Mary was in town over the weekend. D Magazine flew her down to write an article on Mexican Food in Dallas. So she and Nancy went on an epic Tex-Mex binge, stuffing themselves, Dad and eventually the whole family with unreasonable numbers of tacos and cheese enchiladas.

Finally, late Saturday evening we gathered at Dad's apartment to start to go through Mom's clothing and jewelry. Being the only guy, I walked in blind. Mary and Helen have been going through Mom's stuff since they were old enough to walk. Lucky for me Mom did not have happy memories both of going through her Mother's effects and going through Dad's Mother's effects acting as Dad's agent. She told us of how unhappy these experiences were for her and her main wish was for us to go through this process amicably. She also insisted that Susan be given voice at the table.

We were lucky enough to have had a practice run at his. When they moved to New York thirty years ago, we had to split up things from their house in Dallas as they certainly wouldn't fit into their New York apartment. Still, I was not looking forward to the day of reckoning.

I turned on the light in the dining area and walked around the table to take a seat when I glanced at the sideboard and there it was. A largish blue fabric bag containing a black box. It was the box containing Mother's ashes.

It was not surprising to see it there. I knew that Helen had picked it up and had heard something that made me think that it was at Dad's apartment. We hadn't talked about the ashes much. Mother had donated her body to UT Southwest Medical School and we had been led to believe it would be sometime before we would be receiving it.

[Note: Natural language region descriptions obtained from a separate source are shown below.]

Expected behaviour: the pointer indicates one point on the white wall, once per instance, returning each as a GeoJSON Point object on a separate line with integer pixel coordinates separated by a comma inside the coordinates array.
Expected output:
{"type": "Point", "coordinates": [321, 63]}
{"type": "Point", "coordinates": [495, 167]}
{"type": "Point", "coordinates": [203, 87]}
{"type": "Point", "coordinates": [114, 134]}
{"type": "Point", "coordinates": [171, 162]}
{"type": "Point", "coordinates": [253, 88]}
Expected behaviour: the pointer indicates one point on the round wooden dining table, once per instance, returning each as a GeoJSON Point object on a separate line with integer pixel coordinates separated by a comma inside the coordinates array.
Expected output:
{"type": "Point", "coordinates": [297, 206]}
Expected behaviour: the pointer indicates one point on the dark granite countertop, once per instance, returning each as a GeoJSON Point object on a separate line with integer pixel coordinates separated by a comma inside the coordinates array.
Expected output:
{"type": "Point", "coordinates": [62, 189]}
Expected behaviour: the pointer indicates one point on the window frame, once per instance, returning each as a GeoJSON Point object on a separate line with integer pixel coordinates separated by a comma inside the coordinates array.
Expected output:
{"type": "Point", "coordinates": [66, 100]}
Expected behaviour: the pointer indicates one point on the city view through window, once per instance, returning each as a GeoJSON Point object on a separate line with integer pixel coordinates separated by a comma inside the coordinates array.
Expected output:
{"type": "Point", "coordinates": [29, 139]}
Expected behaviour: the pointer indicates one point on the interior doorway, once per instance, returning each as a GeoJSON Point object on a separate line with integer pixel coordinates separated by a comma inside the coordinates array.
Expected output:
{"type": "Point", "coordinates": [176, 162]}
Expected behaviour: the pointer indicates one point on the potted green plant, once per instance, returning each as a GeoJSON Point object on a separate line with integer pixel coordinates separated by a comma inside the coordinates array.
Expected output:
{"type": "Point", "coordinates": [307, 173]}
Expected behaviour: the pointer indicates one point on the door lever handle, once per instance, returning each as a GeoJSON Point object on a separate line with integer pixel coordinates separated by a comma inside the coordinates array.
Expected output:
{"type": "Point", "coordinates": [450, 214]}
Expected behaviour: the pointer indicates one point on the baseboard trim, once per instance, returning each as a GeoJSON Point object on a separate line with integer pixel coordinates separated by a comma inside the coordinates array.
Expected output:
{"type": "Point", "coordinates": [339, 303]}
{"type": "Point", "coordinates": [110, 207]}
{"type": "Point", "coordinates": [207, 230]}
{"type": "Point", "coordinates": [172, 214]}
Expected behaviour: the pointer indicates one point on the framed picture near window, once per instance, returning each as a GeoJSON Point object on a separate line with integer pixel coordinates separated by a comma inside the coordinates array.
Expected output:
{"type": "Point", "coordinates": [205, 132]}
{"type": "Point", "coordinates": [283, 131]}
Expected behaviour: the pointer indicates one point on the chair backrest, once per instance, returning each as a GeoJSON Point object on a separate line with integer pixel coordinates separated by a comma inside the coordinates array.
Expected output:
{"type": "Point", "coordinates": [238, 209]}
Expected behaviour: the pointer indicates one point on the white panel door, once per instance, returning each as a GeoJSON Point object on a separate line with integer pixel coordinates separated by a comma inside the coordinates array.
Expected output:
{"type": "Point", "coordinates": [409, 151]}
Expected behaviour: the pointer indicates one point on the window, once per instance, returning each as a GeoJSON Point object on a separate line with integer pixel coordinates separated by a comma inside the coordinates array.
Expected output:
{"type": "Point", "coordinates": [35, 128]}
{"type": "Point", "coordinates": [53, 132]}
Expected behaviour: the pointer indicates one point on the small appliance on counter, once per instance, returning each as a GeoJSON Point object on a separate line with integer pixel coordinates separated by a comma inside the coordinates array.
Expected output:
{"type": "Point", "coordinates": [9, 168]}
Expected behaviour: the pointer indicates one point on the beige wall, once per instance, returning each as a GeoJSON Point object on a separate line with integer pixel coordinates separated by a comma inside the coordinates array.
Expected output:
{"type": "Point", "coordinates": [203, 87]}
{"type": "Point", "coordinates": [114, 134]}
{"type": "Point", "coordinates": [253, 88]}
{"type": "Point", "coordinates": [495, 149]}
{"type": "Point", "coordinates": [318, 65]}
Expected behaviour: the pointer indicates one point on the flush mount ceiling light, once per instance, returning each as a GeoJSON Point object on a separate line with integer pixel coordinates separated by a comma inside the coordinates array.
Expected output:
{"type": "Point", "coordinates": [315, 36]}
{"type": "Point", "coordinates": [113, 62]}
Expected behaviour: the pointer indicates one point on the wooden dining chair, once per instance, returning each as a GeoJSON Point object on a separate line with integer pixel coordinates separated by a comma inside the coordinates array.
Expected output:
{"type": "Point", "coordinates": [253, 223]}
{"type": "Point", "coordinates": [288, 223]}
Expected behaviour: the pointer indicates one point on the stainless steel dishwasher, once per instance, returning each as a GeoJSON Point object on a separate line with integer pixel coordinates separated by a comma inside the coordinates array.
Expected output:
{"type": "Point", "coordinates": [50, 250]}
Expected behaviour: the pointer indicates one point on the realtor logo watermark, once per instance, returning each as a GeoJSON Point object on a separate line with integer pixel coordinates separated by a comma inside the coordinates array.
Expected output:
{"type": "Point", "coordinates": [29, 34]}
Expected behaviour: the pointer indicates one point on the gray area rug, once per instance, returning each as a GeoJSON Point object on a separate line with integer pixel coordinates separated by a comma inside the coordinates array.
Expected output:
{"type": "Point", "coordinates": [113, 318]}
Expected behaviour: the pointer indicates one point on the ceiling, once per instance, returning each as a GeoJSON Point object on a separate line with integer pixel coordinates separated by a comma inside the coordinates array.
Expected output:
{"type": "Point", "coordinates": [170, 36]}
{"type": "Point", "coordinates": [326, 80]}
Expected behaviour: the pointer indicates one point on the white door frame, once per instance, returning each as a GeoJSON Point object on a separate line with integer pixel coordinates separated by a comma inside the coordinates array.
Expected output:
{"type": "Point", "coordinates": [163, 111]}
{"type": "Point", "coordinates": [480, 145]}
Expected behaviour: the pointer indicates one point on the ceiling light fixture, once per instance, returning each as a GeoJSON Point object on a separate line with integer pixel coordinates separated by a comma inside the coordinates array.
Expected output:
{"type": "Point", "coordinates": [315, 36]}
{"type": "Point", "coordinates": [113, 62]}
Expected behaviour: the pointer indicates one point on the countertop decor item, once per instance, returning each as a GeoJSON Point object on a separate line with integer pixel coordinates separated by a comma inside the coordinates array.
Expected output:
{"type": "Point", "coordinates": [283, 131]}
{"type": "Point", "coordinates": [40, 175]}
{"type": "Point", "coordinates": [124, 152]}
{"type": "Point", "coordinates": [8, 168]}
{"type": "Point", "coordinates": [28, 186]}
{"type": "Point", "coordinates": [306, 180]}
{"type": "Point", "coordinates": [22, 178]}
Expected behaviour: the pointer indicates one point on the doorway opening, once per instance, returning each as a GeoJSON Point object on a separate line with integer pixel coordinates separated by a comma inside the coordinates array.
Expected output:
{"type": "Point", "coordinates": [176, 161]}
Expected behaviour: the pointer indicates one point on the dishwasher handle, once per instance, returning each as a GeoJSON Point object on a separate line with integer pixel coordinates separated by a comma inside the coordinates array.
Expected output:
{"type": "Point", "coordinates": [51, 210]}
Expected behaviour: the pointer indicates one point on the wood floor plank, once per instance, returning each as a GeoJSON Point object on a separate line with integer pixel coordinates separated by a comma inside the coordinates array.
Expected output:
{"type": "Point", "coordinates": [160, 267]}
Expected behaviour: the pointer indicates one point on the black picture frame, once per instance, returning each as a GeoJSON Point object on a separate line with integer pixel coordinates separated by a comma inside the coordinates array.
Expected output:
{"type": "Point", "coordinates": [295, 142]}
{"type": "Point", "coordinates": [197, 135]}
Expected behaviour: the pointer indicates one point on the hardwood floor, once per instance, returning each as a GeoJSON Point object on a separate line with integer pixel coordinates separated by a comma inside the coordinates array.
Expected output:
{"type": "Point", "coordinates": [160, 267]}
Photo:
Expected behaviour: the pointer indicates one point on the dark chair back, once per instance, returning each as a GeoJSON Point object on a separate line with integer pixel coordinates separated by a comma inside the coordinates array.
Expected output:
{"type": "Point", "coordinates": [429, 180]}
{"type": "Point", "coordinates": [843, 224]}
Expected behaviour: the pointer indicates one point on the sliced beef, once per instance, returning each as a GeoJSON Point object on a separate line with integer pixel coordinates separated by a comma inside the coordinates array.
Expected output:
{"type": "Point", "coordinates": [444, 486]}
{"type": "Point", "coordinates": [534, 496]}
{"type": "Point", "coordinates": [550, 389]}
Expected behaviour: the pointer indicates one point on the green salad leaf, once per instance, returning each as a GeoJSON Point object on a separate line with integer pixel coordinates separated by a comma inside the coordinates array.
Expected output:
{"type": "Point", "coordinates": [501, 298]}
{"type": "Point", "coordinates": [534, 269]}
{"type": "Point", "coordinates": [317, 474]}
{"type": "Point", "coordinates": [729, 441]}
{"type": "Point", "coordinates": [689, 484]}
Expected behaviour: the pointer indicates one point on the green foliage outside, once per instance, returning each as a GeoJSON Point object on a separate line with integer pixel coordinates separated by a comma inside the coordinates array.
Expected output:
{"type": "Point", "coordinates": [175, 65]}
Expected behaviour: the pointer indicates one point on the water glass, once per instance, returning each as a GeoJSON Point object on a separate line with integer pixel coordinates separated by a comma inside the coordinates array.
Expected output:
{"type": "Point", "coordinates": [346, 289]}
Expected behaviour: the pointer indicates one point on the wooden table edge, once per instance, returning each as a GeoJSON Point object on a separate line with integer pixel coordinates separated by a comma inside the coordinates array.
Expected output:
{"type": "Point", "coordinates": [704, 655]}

The call that it was ready had caught us by surprise.

But there it was.

Only I didn't see a box, I saw Mother.

When computers can't make sense of the data, they crash and that's just what I did. I totally lost it.

Everyone put their arms around me as I sobbed. Someone put the box on the table in front of me. I untied it and looked at the box. I tried to open it, but it was sealed well. "You don't want to open it," said Susan. I knew she was thinking about Walter throwing Donnie's ashes into the wind, and put the box back in the bag, and started to calm down.

Then we all sat down and went to work divvying up the jewelry under the watchful eye of  Mother, watching over us from her box on the sideboard.

1 comment:

  1. When I saw the blue velvet bag on the sideboard–like I said, it matches the body bag they took her away in–my first impulse was to give it a hug. Helen said when she picked up the box, she felt like she was driving Mother home. Things are not only things.

    I feel bad that the jewelry thing snuck up on you. Helen and I are so familiar with that stuff. If I lived in town, the process could have been slower. Sorry.

    I do hope you felt like you and Susan got what you valued most, in money and memories. If not, we all have our own bag of marbles now, and we can trade.

    A little dig to your ribs: You're lucky not only that Mother had a terrible time with previous divvying-ups, but that your sisters are liberated women who would never consider taking your share of the jewelry just because of your gender. ;-)

    Meanwhile, don't forget to get a rider on your homeowner's insurance. Mine is costing about $280 for a year for $27,000 worth of stuff; that includes my personal things as well as the things from Mother.